Découverte de lipides rares déclenchant la mort cellulaire par des chercheurs de Columbia

diPUFA Phospholipid Ferroptosis

Illustration d’un phospholipide diPUFA, un type de lipide avec deux queues d’acide gras polyinsaturé, traversant la couche externe lipidique d’une cellule alors que la cellule meurt. De nouvelles recherches ont montré que les phospholipides diPUFA sont un facteur clef d’une forme de mort cellulaire appelée ferroptose. Crédit: Nicoletta Barolini / Columbia University

Des scientifiques ont découvert qu’un type rare de lipide joue un rôle clé dans la ferroptose, une forme de mort cellulaire. Cette découverte éclaire les mécanismes de la mort cellulaire dans la ferroptose et ouvre des possibilités de traitement des maladies en prévenant ou en induisant la ferroptose.

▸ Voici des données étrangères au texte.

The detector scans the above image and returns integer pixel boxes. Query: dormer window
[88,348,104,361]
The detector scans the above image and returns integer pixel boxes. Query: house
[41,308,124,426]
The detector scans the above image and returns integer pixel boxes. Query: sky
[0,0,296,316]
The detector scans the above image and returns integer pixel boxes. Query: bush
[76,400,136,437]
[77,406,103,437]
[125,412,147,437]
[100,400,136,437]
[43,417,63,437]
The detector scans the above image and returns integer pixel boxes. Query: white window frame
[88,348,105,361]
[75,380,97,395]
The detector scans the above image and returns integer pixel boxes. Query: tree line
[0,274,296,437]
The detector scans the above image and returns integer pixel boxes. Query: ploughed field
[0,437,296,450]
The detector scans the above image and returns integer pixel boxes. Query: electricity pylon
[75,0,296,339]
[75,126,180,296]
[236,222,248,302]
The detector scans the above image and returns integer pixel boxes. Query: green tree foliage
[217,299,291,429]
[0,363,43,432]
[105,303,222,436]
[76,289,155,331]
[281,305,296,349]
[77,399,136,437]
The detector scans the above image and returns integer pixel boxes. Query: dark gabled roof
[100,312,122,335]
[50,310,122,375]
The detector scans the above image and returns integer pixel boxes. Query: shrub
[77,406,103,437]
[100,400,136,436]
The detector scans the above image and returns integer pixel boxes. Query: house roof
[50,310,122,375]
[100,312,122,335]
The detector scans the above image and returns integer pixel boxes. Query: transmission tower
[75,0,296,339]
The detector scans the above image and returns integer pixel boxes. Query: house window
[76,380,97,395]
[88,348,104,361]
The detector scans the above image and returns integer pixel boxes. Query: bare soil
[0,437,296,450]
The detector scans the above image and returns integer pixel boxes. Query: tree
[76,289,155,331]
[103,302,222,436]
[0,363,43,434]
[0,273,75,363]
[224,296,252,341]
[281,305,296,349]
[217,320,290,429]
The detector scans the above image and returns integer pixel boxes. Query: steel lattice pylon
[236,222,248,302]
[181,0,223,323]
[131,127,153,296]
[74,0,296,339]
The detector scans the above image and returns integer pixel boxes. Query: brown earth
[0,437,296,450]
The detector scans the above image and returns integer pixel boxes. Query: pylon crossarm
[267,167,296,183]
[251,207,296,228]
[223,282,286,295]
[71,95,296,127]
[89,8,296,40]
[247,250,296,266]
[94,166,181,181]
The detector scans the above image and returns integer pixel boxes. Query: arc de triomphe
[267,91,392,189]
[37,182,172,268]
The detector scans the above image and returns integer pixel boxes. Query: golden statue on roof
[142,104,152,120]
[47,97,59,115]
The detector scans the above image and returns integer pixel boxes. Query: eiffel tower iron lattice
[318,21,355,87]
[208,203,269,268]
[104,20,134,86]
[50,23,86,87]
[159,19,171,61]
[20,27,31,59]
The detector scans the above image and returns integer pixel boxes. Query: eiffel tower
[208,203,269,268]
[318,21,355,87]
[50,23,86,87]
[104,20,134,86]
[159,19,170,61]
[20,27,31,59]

Des chercheurs de Columbia ont découvert qu’un type rare de lipide est un facteur clé de la ferroptose, une forme de mort cellulaire découverte par le professeur de Columbia Brent Stockwell.

Les résultats fournissent de nouveaux détails sur la façon dont les cellules meurent pendant la ferroptose et pourraient améliorer la compréhension de la manière de stopper la ferroptose dans les contextes où elle se produit de manière nocive – dans les maladies neurodégénératives, par exemple – ou de l’induire dans des contextes où elle pourrait être utile, comme l’utiliser pour éliminer les cellules cancéreuses dangereuses.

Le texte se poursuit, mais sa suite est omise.